At First Sight: Addison lives the life expected of a small-town Preacher's Kid: she has good grades, is liked by all her teachers and is generally friendly with people - even if her relationship with best friend Claire is currently on a rocky patch. And if she has had to learn to be a little more self-reliant at home because her mom died when she was young and her dad works a lot, she's generally doing fine.
The only thing that shakes her is her attraction to Wes, the newly transplanted bad boy whom one moment seems to like her and the next is making out with some girl in front of Addison's house. But, as it turns out, there are lots of layers to Wes - and to Addison as well.
Some of those layers begin to be peeled back when Addison is unwittingly put in charge of the fun-raiser attached to this year's high school talent show, putting her in a conflicting path with Claire, and in the path of friendship with exchange student Marta who encourages Addison to be more of herself and not just the local PK.
Second Glance: Over all, Addison Blakely: Confessions of a PK was a good read.

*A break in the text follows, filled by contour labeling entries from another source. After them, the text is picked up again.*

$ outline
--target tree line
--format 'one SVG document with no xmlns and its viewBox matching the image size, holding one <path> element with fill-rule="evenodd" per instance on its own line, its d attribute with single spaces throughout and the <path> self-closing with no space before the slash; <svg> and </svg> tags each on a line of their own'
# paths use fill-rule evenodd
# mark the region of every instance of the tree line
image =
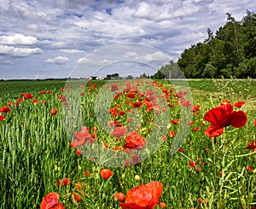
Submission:
<svg viewBox="0 0 256 209">
<path fill-rule="evenodd" d="M 240 21 L 230 13 L 226 15 L 226 24 L 215 34 L 208 28 L 206 40 L 186 49 L 177 63 L 170 61 L 160 71 L 173 71 L 177 64 L 187 78 L 230 76 L 255 78 L 256 15 L 247 10 Z"/>
</svg>

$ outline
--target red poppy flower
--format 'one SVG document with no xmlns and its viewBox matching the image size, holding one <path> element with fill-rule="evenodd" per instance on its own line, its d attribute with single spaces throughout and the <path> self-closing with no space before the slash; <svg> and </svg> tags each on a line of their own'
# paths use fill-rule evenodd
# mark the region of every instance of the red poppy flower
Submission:
<svg viewBox="0 0 256 209">
<path fill-rule="evenodd" d="M 122 192 L 118 192 L 118 193 L 114 194 L 113 199 L 115 201 L 124 201 L 125 199 L 125 195 Z"/>
<path fill-rule="evenodd" d="M 189 161 L 189 165 L 191 168 L 194 168 L 196 165 L 196 162 Z"/>
<path fill-rule="evenodd" d="M 125 127 L 117 127 L 110 133 L 110 135 L 113 136 L 119 137 L 125 136 L 125 133 L 126 133 Z"/>
<path fill-rule="evenodd" d="M 76 149 L 76 154 L 79 156 L 82 154 L 82 151 L 79 149 Z"/>
<path fill-rule="evenodd" d="M 60 186 L 61 185 L 61 187 L 67 186 L 68 184 L 71 183 L 71 181 L 68 177 L 64 177 L 63 179 L 60 179 L 57 183 L 56 185 Z"/>
<path fill-rule="evenodd" d="M 80 132 L 74 131 L 73 135 L 76 139 L 69 144 L 73 148 L 84 145 L 89 140 L 90 143 L 94 142 L 91 135 L 89 133 L 89 128 L 85 126 L 81 127 Z"/>
<path fill-rule="evenodd" d="M 124 110 L 120 110 L 119 111 L 119 115 L 124 115 L 124 114 L 125 114 L 125 112 Z"/>
<path fill-rule="evenodd" d="M 10 107 L 1 107 L 1 109 L 0 109 L 0 113 L 9 113 L 9 112 L 10 112 Z"/>
<path fill-rule="evenodd" d="M 174 137 L 175 135 L 176 135 L 176 132 L 174 131 L 171 131 L 168 132 L 168 136 L 170 137 Z"/>
<path fill-rule="evenodd" d="M 117 84 L 112 84 L 111 85 L 111 91 L 118 90 L 119 86 Z"/>
<path fill-rule="evenodd" d="M 4 117 L 0 115 L 0 121 L 3 120 L 4 119 Z"/>
<path fill-rule="evenodd" d="M 172 125 L 177 125 L 177 124 L 178 124 L 178 119 L 172 119 L 171 124 L 172 124 Z"/>
<path fill-rule="evenodd" d="M 84 191 L 79 191 L 79 193 L 80 193 L 83 196 L 85 196 L 85 193 L 84 193 Z M 83 199 L 82 199 L 81 197 L 79 197 L 79 194 L 78 194 L 76 192 L 73 192 L 72 195 L 74 197 L 76 202 L 79 202 L 79 201 L 82 201 L 82 200 L 83 200 Z"/>
<path fill-rule="evenodd" d="M 179 148 L 177 151 L 180 152 L 180 153 L 185 152 L 185 150 L 183 148 Z"/>
<path fill-rule="evenodd" d="M 160 208 L 166 208 L 166 207 L 167 207 L 167 205 L 166 205 L 166 203 L 165 203 L 165 202 L 160 202 L 160 203 L 159 203 L 159 206 L 160 206 Z"/>
<path fill-rule="evenodd" d="M 84 187 L 84 183 L 78 182 L 75 185 L 75 189 L 80 190 L 83 187 Z"/>
<path fill-rule="evenodd" d="M 189 100 L 182 100 L 180 102 L 180 103 L 183 107 L 191 107 L 192 106 L 191 102 Z"/>
<path fill-rule="evenodd" d="M 146 145 L 146 141 L 143 136 L 139 135 L 137 131 L 130 132 L 127 135 L 125 141 L 126 143 L 124 145 L 124 147 L 128 148 L 141 150 Z"/>
<path fill-rule="evenodd" d="M 33 101 L 32 101 L 32 103 L 38 103 L 38 98 L 35 98 Z"/>
<path fill-rule="evenodd" d="M 236 103 L 234 104 L 236 107 L 241 108 L 244 105 L 244 102 L 237 102 Z"/>
<path fill-rule="evenodd" d="M 28 99 L 32 99 L 33 97 L 33 96 L 32 94 L 26 94 L 24 96 L 24 99 L 28 100 Z"/>
<path fill-rule="evenodd" d="M 230 104 L 231 102 L 230 100 L 223 100 L 221 104 Z"/>
<path fill-rule="evenodd" d="M 253 172 L 253 169 L 251 165 L 247 165 L 247 170 L 249 171 L 249 172 Z"/>
<path fill-rule="evenodd" d="M 138 154 L 133 154 L 131 156 L 131 160 L 132 160 L 132 163 L 133 164 L 140 164 L 141 163 L 141 159 L 140 156 Z"/>
<path fill-rule="evenodd" d="M 136 97 L 136 94 L 132 93 L 132 92 L 128 92 L 126 95 L 126 97 L 128 98 L 135 98 Z"/>
<path fill-rule="evenodd" d="M 231 125 L 241 128 L 247 122 L 247 114 L 241 110 L 234 111 L 231 104 L 220 105 L 209 110 L 204 119 L 212 123 L 204 131 L 204 134 L 210 137 L 217 137 L 223 134 L 224 127 Z"/>
<path fill-rule="evenodd" d="M 248 142 L 247 147 L 246 147 L 245 149 L 256 150 L 256 140 L 253 140 L 252 142 Z"/>
<path fill-rule="evenodd" d="M 13 102 L 7 102 L 7 106 L 13 106 Z"/>
<path fill-rule="evenodd" d="M 54 115 L 54 114 L 55 114 L 55 113 L 58 113 L 58 110 L 54 108 L 54 109 L 52 109 L 51 111 L 49 111 L 49 113 L 50 113 L 52 115 Z"/>
<path fill-rule="evenodd" d="M 143 102 L 135 102 L 133 104 L 132 104 L 132 107 L 133 108 L 136 108 L 136 107 L 140 107 L 143 106 Z"/>
<path fill-rule="evenodd" d="M 163 191 L 163 184 L 152 181 L 128 191 L 125 203 L 120 203 L 122 209 L 153 209 Z"/>
<path fill-rule="evenodd" d="M 113 171 L 110 169 L 102 168 L 101 171 L 102 177 L 108 180 L 113 175 Z"/>
<path fill-rule="evenodd" d="M 49 193 L 43 198 L 41 209 L 65 209 L 65 206 L 59 202 L 60 195 L 57 193 Z"/>
</svg>

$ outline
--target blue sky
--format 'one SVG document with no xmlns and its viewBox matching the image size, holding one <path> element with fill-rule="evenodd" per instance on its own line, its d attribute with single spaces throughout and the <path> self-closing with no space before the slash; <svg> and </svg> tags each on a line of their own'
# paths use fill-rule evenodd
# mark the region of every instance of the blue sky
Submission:
<svg viewBox="0 0 256 209">
<path fill-rule="evenodd" d="M 254 0 L 0 0 L 0 79 L 150 74 L 247 9 Z"/>
</svg>

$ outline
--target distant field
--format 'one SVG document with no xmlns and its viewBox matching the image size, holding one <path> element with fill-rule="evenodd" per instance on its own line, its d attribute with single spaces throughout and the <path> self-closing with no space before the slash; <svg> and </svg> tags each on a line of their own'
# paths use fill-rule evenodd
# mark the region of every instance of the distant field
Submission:
<svg viewBox="0 0 256 209">
<path fill-rule="evenodd" d="M 121 208 L 117 192 L 151 181 L 163 185 L 159 200 L 148 196 L 154 208 L 256 207 L 255 80 L 188 80 L 191 101 L 167 80 L 89 82 L 0 82 L 0 208 L 47 208 L 44 197 L 53 192 L 66 208 Z M 215 107 L 224 133 L 209 136 L 213 124 L 204 116 Z M 122 166 L 97 164 L 96 144 L 130 157 Z"/>
</svg>

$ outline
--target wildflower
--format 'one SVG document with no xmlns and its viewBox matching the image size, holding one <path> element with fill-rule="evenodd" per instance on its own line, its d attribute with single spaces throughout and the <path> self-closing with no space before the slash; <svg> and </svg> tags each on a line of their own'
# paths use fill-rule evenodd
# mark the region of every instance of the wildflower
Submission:
<svg viewBox="0 0 256 209">
<path fill-rule="evenodd" d="M 115 201 L 124 201 L 125 199 L 125 195 L 122 192 L 118 192 L 113 195 L 113 200 Z"/>
<path fill-rule="evenodd" d="M 201 170 L 201 167 L 197 167 L 197 168 L 195 168 L 195 171 L 197 171 L 197 172 L 199 172 Z"/>
<path fill-rule="evenodd" d="M 32 97 L 33 97 L 33 96 L 32 94 L 24 95 L 24 99 L 26 99 L 26 100 L 32 99 Z"/>
<path fill-rule="evenodd" d="M 179 148 L 177 151 L 180 152 L 180 153 L 185 152 L 185 150 L 183 148 Z"/>
<path fill-rule="evenodd" d="M 80 190 L 84 186 L 84 183 L 78 182 L 75 185 L 75 189 Z"/>
<path fill-rule="evenodd" d="M 239 110 L 234 111 L 230 104 L 221 105 L 209 110 L 204 116 L 204 119 L 212 123 L 205 135 L 210 137 L 219 136 L 224 132 L 224 127 L 231 125 L 241 128 L 247 122 L 247 114 Z"/>
<path fill-rule="evenodd" d="M 178 119 L 172 119 L 171 124 L 172 124 L 172 125 L 177 125 L 177 124 L 178 124 Z"/>
<path fill-rule="evenodd" d="M 135 148 L 137 150 L 143 149 L 146 145 L 146 141 L 143 136 L 137 131 L 130 132 L 125 138 L 126 143 L 124 148 Z"/>
<path fill-rule="evenodd" d="M 52 115 L 54 115 L 54 114 L 55 114 L 55 113 L 58 113 L 58 110 L 54 108 L 54 109 L 52 109 L 51 111 L 49 111 L 49 113 L 50 113 Z"/>
<path fill-rule="evenodd" d="M 76 154 L 79 156 L 82 154 L 82 151 L 79 149 L 76 149 Z"/>
<path fill-rule="evenodd" d="M 43 198 L 41 209 L 65 209 L 65 206 L 59 202 L 60 195 L 57 193 L 49 193 Z"/>
<path fill-rule="evenodd" d="M 136 108 L 136 107 L 140 107 L 143 106 L 143 102 L 135 102 L 132 105 L 133 108 Z"/>
<path fill-rule="evenodd" d="M 125 133 L 126 133 L 125 127 L 117 127 L 110 133 L 110 135 L 113 136 L 119 137 L 125 136 Z"/>
<path fill-rule="evenodd" d="M 119 86 L 117 84 L 112 84 L 111 85 L 111 91 L 118 90 Z"/>
<path fill-rule="evenodd" d="M 160 202 L 158 205 L 160 208 L 166 208 L 167 207 L 167 205 L 165 202 Z"/>
<path fill-rule="evenodd" d="M 122 209 L 153 209 L 158 204 L 158 200 L 163 191 L 163 184 L 152 181 L 148 184 L 135 187 L 126 194 L 125 203 L 119 203 Z"/>
<path fill-rule="evenodd" d="M 247 170 L 249 171 L 249 172 L 253 172 L 253 169 L 251 165 L 247 165 Z"/>
<path fill-rule="evenodd" d="M 60 186 L 61 185 L 61 187 L 67 186 L 68 184 L 70 184 L 71 181 L 68 177 L 64 177 L 63 179 L 60 179 L 57 183 L 56 185 Z"/>
<path fill-rule="evenodd" d="M 197 202 L 198 202 L 199 204 L 201 204 L 201 202 L 202 202 L 202 200 L 201 200 L 201 197 L 197 199 Z"/>
<path fill-rule="evenodd" d="M 10 110 L 11 109 L 9 107 L 2 107 L 0 109 L 0 113 L 6 113 L 10 112 Z"/>
<path fill-rule="evenodd" d="M 124 114 L 125 114 L 125 112 L 124 110 L 120 110 L 119 111 L 119 115 L 124 115 Z"/>
<path fill-rule="evenodd" d="M 170 137 L 174 137 L 176 135 L 176 132 L 174 131 L 171 131 L 168 132 L 168 135 Z"/>
<path fill-rule="evenodd" d="M 245 149 L 256 150 L 256 140 L 253 140 L 252 142 L 247 143 L 247 147 Z"/>
<path fill-rule="evenodd" d="M 83 196 L 85 196 L 85 193 L 84 193 L 84 191 L 79 191 L 79 192 Z M 79 201 L 82 201 L 82 200 L 83 200 L 83 199 L 82 199 L 80 196 L 79 196 L 79 194 L 78 194 L 76 192 L 73 192 L 72 195 L 74 197 L 76 202 L 79 202 Z"/>
<path fill-rule="evenodd" d="M 236 103 L 234 104 L 236 107 L 241 108 L 244 105 L 244 102 L 237 102 Z"/>
<path fill-rule="evenodd" d="M 194 162 L 194 161 L 189 161 L 189 164 L 191 168 L 194 168 L 196 165 L 196 162 Z"/>
<path fill-rule="evenodd" d="M 69 144 L 73 148 L 84 145 L 89 140 L 90 143 L 93 143 L 94 142 L 91 135 L 89 133 L 89 128 L 85 126 L 82 126 L 79 132 L 74 131 L 73 135 L 76 139 Z"/>
<path fill-rule="evenodd" d="M 105 180 L 108 180 L 109 177 L 112 177 L 113 171 L 110 169 L 104 169 L 102 168 L 101 171 L 102 177 Z"/>
</svg>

There were parts of it that I really liked, like Addison trying to find out who she is asides from her father's daughter, and her friendship with Marta. I also liked the sub-plot about Addison's dad and someone else (I don't want to say whom, in case it's too spoilery for some).
And I also liked Addison and Wes when they were alone, they have some good chemistry between them, even though it did take me a while to see Wes' appeal.
The portrayal of how Addison's friendship with Claire starts to implode was well done. And I actually liked Marta a lot though she had a tendency to sound very formal and older than her supposed 16 years.
Bottom Line: For me, Addison Blakely had it's hits and it's misses though for the most part it was an enjoyable book with nice characters and an interesting situation. Though it is Christian Fiction, I didn't feel like it was being shoved down my throat. Plus it had some moments of true fun.
Favorite Quote:“Just call me glutton for punishment,” I muttered to my mocha. “And don’t worry, it’s not your fault you can’t cheer me up today. Some issues even chocolate can’t touch.”
“Addison, if you don’t quit talking to your coffee, I’m not giving you double shots anymore,” Bert called from the counter, where he wiped down the display case with a rag.
“Can’t a girl have a bad day?” I held up my mug. “Besides, where are my sprinkles?”
“I told you I ran out yesterday.”
“And I told you that wasn’t acceptable.”